Strange Fruit… Cette chanson, lancée par Billie Holiday en 1939, m’affecte autant qu’une histoire racontée par un de mes ancêtres, autant qu’un cauchemar décrit par un patient ou qu’un sombre « fait d’actualité » comme la mort de George Floyd.

Strange Fruit, de Abel Meeropol (alias Lewis Allan), chanson inspirée d’une photo de Lawrence Beitler montrant en août 1930 le lynchage de Thomas Shipp et de Abraham Smith à Marion (Indiana), m’émeut car elle livre la vision d’une réalité qui ne cesse de se répéter dans l’Amérique ségrégationniste. Un automaton sous forme de sublimation, la pulsion étant détournée vers un but à l’époque « valorisé socialement ». Une compulsion de répétition.

Strange Fruit est le résultat d’un lynchage-fixation abominable, pléonasme, d’un déferlement thanatéen de haine, de violence, d’illégalité ; un fantasme de puissance balayant une scène de crime, créant un environnement terrifiant et inhospitalier où les éléments comme la pluie, le vent et le soleil finissent le massacre, fauchent la vie.

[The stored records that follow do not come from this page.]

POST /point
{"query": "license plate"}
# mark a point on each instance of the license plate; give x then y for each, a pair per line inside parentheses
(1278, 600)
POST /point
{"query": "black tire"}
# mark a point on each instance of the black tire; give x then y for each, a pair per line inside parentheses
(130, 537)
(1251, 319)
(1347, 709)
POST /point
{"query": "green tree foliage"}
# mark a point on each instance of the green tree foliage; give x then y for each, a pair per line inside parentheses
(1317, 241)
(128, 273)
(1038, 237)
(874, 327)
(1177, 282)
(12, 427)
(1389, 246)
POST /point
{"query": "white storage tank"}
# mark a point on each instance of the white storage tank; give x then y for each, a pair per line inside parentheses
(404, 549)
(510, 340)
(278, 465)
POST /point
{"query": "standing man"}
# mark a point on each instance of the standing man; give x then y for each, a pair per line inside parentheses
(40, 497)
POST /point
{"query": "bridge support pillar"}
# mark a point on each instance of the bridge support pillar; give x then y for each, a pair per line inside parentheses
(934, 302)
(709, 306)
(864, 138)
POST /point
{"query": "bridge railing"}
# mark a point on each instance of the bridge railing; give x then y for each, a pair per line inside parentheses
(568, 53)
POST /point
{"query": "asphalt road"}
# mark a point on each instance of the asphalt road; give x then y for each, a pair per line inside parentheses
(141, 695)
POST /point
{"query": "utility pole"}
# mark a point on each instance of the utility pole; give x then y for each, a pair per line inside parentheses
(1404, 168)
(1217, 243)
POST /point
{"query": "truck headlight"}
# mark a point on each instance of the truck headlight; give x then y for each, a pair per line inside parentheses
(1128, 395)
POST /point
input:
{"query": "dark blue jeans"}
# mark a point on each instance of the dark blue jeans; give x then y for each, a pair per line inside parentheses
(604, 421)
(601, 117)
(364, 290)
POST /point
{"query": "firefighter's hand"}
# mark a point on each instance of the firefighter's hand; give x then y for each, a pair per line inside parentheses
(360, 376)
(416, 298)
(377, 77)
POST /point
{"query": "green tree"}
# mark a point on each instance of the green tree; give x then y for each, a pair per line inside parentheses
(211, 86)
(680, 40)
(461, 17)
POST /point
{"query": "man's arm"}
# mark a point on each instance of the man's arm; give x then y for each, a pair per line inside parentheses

Le combat est engagé, Thanatos domine. Aura-t-il le dernier mot ?

Strange Fruit

Southern trees bear a strange fruit
Blood on the leaves and blood at the root
Black bodies swingin’ in the Southern breeze
Strange fruit hangin’ from the poplar trees
Pastoral scene of the gallant South
The bulgin’ eyes and the twisted mouth
Scent of magnolias sweet and fresh
Then the sudden smell of burnin’ flesh
Here is a fruit for the crows to pluck
For the rain to gather
For the wind to suck
For the sun to rot
For the tree to drop
Here is a strange and bitter crop

Car oui, ce poème est celui d’une lutte, d’une catastrophe au sens étymologique.

Mes sens sont bouleversés par le parfum et les odeurs (le magnolia doux et frais, la chair brûlée, l’amertume), par le balancement (le swing…) des corps et la vue sang, par la brise et le vent. De fait, je parviens presque à toucher ce tableau touchant de l’antiphrase « scène pastorale ».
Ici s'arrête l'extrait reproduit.